There’s another box in this story. William Bell leaves Walter the key to a safe deposit box and a message, “Don’t be afraid to cross the line.” I note, for the record, that it was written using the same typeface and the Typewriter Between the Worlds the Alt agents use for communication. After he goes through some hand-wringing and soul-searching, Walter finally follows up on this legacy. He shows up that night at Astrid’s door, and announces that Bell left him Massive Dynamics. He is now the sole shareholder. Something tells me Walter’s lab is about to get an upgrade. Personally, I’m afraid that now Massive Dynamics will be turning its best efforts to making bacon-flavored pudding. On the other hand, now that his father is wealthy, maybe Peter Bishop can afford to shave.

It looks like this season will be all about the Doomsday Machine and Peter’s role in it. The sonic box is a power source, i.e., a battery. Did William Bell bring it over from Walternate’s universe? We’re told, once again, that Walternate’s doomsday machine is a piece of ancient technology—did it originate over here? Is that why the box was buried under a house? A thousand fascinating questions, and unlike other shows that have pounded every story into a tangled “mythology”, I do believe that this one will generate some answers. I have faith.

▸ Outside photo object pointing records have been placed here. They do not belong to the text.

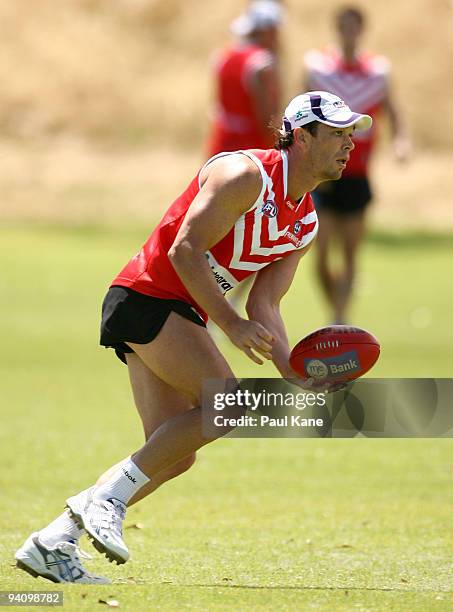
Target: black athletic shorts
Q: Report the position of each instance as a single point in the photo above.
(129, 316)
(347, 196)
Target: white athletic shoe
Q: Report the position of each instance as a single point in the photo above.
(102, 520)
(59, 563)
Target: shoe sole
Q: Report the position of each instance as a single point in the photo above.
(99, 546)
(26, 568)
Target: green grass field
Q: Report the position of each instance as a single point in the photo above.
(256, 524)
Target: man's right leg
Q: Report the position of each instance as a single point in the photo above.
(182, 356)
(156, 402)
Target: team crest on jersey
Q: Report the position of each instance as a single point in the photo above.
(269, 208)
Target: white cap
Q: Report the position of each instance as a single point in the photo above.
(260, 15)
(324, 107)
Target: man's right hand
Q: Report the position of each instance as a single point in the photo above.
(251, 337)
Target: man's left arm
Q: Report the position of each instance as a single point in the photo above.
(263, 305)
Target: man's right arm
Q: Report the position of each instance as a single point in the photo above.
(230, 187)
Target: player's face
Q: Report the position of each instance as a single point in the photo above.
(329, 151)
(349, 30)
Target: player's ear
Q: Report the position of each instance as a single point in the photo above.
(300, 135)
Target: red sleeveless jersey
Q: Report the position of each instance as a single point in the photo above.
(273, 227)
(362, 85)
(235, 124)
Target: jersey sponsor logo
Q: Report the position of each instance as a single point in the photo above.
(294, 239)
(269, 209)
(224, 284)
(223, 278)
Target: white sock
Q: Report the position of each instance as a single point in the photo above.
(62, 529)
(124, 483)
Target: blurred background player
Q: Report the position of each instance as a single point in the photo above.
(247, 82)
(362, 80)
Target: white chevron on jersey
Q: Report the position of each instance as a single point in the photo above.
(240, 259)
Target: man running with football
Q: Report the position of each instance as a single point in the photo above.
(245, 213)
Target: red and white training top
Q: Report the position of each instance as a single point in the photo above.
(273, 227)
(363, 85)
(235, 123)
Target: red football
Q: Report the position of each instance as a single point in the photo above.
(335, 353)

However, there’s no getting around the fact that the ground has shifted. We started this series looking at “Fringe science”, and looking for a conspiracy behind it. Now we know there is no conspiracy, at least not the kind The X-Files fought. This is more like War of the Worlds. We are no longer looking at mad scientists from our world (Walter notwithstanding) or freaky experiments funded by dark military ops. Now the focus is all on this epic, even cosmic (you should pardon the pun) war for survival. That’s great, and interesting, and fun, but I have to wonder how the show expects to rope in new viewers. There’s so much background to learn now, it would be like stepping into the third season of Battlestar Galactica or Babylon 5. Will there be a test after this commercial? For that reason, I hope we get to see some standalone, monster-of-the-week episodes like The X-Files used to have. I would really like to get AltLivia’s take on those—who knows, she might even have something to offer. It would deliciously ambiguous if, on those cases not related to the War, AltLivia could actually function as a Fringe agent.

And what were those guys at Massive Dynamics working on as Walter walked by? It was a room full of red light. Sort of the like the red tinge the other universe has. I hope they’re working on something to boost Fringe‘s ratings. Last night’s episode showed a 10% drop from last week, to a 1.95 average rating based on an average of 5.4 million viewers. This put the Fox Network solidly in fourth place, behind NBC’s The Office and Outsourced. Tightly written, well acted, and directed with a sure hand, this second episode of the season bears out my original prediction: this year is going to rock.